In the emerging economy there is a new infrastructure, based on the internet, that is causing us to scrutinies most of our assumptions about the business. As a skin of networks - growing in ubiquity, robustness, bandwidth, and function - covers the skin of the planet, new models of how wealth is created are emerging.

Friday, December 1, 2017

Grace Hopper, American Computer Scientist

Like many highly educated young American women during the 1930s, Grace Brewster Murray Hopper (December 9, 1906 – January 1, 1992) came from a well-established Anglo-Saxon family.

The Murray home at 316 West 95th Street in New York City, filled with books, provided an environment in which young Grace’s academic ambitions were supported and encourage. Grace matriculated at Vassar College in 1924 and pursued a graduate degree in mathematics and physics at Yale University.

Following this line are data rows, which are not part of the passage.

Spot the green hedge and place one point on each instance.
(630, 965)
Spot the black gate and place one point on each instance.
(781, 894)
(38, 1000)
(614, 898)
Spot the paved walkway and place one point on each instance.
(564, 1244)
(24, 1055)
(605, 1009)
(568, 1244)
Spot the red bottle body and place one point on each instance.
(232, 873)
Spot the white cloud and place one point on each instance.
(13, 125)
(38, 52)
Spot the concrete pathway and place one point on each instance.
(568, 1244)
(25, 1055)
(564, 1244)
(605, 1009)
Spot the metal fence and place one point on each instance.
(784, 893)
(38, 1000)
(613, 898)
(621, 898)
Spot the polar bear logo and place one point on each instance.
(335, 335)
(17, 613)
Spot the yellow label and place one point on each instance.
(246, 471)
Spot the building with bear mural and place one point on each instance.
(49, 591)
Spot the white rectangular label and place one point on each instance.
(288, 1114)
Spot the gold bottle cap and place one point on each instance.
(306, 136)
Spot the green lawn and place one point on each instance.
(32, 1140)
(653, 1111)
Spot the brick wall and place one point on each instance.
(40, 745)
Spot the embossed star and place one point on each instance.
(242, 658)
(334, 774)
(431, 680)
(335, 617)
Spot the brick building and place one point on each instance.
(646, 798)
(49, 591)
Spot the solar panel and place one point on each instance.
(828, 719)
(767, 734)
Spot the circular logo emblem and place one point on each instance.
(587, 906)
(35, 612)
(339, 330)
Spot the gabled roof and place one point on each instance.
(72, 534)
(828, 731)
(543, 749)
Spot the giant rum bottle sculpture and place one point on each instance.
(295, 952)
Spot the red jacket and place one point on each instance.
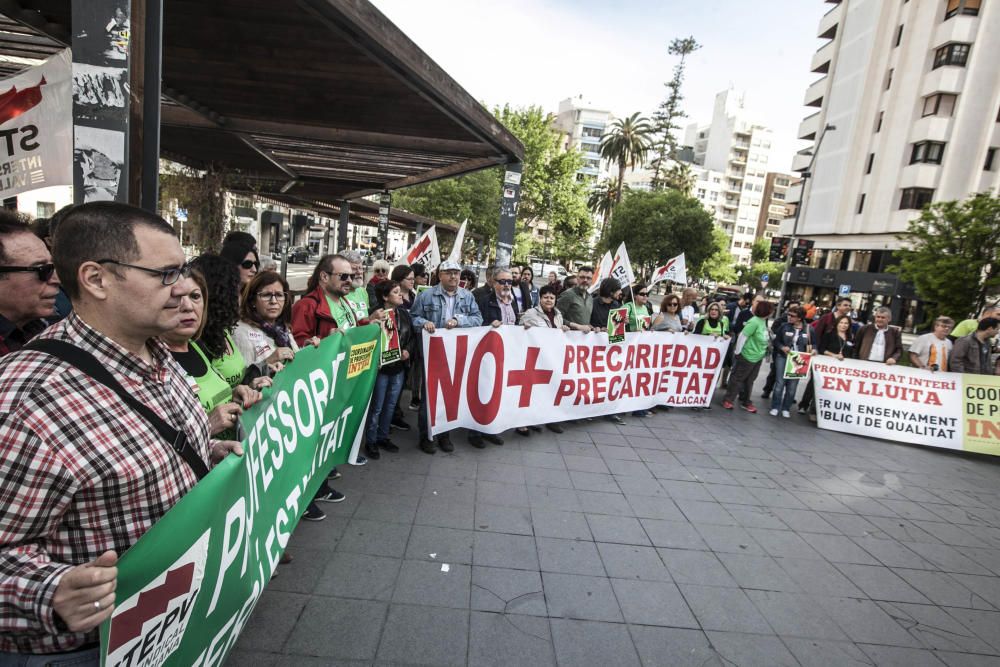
(311, 317)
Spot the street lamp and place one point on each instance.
(795, 223)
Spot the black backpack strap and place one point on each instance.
(89, 365)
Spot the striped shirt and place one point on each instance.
(81, 473)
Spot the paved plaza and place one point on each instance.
(686, 538)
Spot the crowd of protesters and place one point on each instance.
(99, 310)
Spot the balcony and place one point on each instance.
(809, 127)
(816, 92)
(822, 58)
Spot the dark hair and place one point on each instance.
(248, 310)
(763, 309)
(988, 323)
(222, 309)
(400, 272)
(99, 230)
(324, 265)
(608, 287)
(11, 223)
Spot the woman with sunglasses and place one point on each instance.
(669, 317)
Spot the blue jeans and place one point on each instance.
(784, 390)
(388, 387)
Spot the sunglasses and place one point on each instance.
(43, 271)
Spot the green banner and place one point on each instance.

Supported by a loving family Grace Murray Hopper completed her dissertation in 1934 and received her doctorate in mathematics from Yale.

When World War II started, Grace Hopper joined the United States Naval Reserves as a lieutenant, where she was assigned to the Bureau of Ordinance Computation Project at Harvard University.

She developed the concept of automatic programming with a compiling system using works instead of mathematical symbols. For this concept she helped develop the computer language called COBOL (common business-oriented language).